All the way from Nurnberg, Justice Robert Jackson, on leave to prosecute Nazi war criminals, hurled an unseemly and unprecedented charge against his colleague Justice Hugo Black. Black had attacked him, he raged. Now that the Chief Justice appointment was settled, Mr. Justice Jackson was lashing right back.

"It is high time," he trumpeted, "that Congress has the facts. If war is declared on me I propose to wage it with the weapons of an open warrior, not those of a stealthy assassin."

He addressed his bundle of dirty linen to the Judiciary committees of both the Senate and the House.

Everybody in Washington had known for a long time that Justices Black and Jackson mortally hated each other. Now Jackson told his version of the cause of the feud.

A year ago Black's ex-law partner, Crampton Harris, had come before the Supreme Court representing the miners in the famed "portal-to-portal" case. Jackson thought Black should disqualify himself. Instead, Black voted with the majority in favor of the union. Despite the fact Black's vote did not alter the decision, Jackson sharply rapped Black.

"Declaration of War." "Mr. Justice Black became very angry," Jackson angrily recalled, "and said that any opinion which discussed the subject at all would mean a 'declaration of war.' I told Justice Black in language that was sharp, but no different than I would use again, that I would not stand for any more of his bullying."

Jackson baldly stated that he thought it was Black who had waged a subtle war in Washington to keep him from getting the Chief Justiceship. He intimated that Elack had used pert Washington Star Columnist Doris Fleeson to further his ends. He quoted from a May 16 column in which Miss Fleeson reported the start of the feud. Wrote she: "Justice Black reacted with fiery scorn to what he regarded as an open and gratuitous 'insult, a slur upon his personal and judicial honor.

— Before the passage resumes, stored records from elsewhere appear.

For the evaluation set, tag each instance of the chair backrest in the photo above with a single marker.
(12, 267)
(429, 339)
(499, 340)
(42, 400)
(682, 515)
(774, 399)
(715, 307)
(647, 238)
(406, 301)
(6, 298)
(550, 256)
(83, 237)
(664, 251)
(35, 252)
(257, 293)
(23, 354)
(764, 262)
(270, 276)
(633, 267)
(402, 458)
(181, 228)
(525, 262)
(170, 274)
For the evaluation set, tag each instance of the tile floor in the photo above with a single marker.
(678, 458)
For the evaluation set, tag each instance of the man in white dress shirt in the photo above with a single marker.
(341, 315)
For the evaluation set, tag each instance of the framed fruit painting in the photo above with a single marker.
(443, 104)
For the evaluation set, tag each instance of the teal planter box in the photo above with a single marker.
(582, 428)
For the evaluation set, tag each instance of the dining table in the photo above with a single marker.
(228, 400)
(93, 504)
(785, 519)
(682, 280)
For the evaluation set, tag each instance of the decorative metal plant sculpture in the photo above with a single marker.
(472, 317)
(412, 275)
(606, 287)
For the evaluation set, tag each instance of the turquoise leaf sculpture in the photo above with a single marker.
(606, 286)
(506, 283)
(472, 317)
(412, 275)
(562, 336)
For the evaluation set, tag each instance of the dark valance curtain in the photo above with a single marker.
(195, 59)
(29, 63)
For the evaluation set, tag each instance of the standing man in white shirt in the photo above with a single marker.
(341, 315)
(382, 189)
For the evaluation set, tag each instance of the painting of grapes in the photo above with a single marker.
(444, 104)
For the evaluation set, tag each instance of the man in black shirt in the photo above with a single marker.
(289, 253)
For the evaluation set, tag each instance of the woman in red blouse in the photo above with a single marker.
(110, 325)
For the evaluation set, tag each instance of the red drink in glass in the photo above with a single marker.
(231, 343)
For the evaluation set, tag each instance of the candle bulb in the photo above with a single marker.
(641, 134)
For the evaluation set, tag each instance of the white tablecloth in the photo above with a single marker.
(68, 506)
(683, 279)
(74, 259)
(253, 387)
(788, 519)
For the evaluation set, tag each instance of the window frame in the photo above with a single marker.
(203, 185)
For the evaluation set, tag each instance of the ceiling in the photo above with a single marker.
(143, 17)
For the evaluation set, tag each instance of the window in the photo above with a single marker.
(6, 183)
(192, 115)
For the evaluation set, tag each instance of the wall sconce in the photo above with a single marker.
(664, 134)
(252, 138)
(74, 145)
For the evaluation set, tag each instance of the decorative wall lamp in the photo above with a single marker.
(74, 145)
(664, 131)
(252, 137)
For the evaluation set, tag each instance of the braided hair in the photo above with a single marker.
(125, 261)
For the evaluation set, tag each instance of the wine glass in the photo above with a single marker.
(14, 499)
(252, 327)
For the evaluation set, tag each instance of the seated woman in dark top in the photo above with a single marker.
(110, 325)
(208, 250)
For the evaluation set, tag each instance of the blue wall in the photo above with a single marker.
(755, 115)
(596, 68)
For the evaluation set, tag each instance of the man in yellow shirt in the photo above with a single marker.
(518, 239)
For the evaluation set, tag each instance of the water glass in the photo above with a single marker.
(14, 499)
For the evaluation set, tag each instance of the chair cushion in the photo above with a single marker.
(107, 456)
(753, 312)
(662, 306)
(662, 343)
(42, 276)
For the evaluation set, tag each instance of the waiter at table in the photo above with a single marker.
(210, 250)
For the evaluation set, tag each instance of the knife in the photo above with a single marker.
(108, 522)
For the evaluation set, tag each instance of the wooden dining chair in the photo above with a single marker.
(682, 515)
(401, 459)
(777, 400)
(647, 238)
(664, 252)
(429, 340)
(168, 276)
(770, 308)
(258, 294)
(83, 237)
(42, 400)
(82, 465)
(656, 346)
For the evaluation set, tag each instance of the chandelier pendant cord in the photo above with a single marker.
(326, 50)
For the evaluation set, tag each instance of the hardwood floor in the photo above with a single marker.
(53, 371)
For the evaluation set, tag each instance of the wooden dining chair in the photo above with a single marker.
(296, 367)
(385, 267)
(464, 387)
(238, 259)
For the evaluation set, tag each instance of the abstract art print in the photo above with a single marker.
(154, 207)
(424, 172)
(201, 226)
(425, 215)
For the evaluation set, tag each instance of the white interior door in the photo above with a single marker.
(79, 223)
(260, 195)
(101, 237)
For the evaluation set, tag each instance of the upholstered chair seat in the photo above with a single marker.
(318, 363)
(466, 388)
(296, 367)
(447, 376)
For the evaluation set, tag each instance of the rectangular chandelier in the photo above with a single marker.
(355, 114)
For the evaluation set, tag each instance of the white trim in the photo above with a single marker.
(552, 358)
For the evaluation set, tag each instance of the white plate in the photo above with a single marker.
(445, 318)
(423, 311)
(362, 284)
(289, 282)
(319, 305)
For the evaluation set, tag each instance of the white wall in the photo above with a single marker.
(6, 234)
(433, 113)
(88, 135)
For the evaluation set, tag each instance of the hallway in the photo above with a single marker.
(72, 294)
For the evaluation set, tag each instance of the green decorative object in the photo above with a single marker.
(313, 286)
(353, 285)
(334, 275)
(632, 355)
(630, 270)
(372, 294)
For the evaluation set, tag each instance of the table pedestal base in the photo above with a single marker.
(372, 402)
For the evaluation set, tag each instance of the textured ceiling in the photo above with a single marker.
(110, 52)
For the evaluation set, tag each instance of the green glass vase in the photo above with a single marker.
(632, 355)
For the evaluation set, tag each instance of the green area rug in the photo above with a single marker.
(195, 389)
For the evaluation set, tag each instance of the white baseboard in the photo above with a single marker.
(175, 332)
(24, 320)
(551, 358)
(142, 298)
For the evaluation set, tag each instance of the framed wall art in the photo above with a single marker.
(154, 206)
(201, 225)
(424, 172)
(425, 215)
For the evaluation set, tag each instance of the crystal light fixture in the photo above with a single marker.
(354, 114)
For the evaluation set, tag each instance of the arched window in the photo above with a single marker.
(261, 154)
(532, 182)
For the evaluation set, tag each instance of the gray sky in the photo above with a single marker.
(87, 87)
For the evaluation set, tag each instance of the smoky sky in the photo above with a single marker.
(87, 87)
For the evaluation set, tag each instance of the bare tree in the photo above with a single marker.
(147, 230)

Nor did he bother to conceal his contempt. . . ."

Bothering neither to conceal his own indignation nor protect the dignity of the highest court, Justice Jackson called in newspaper correspondents to tell them about it. He ended his extraordinary statement piously: "It is desirable to get the controversy all back of us now so that he [Vinson] can take up his tasks without a cloud hanging over the court."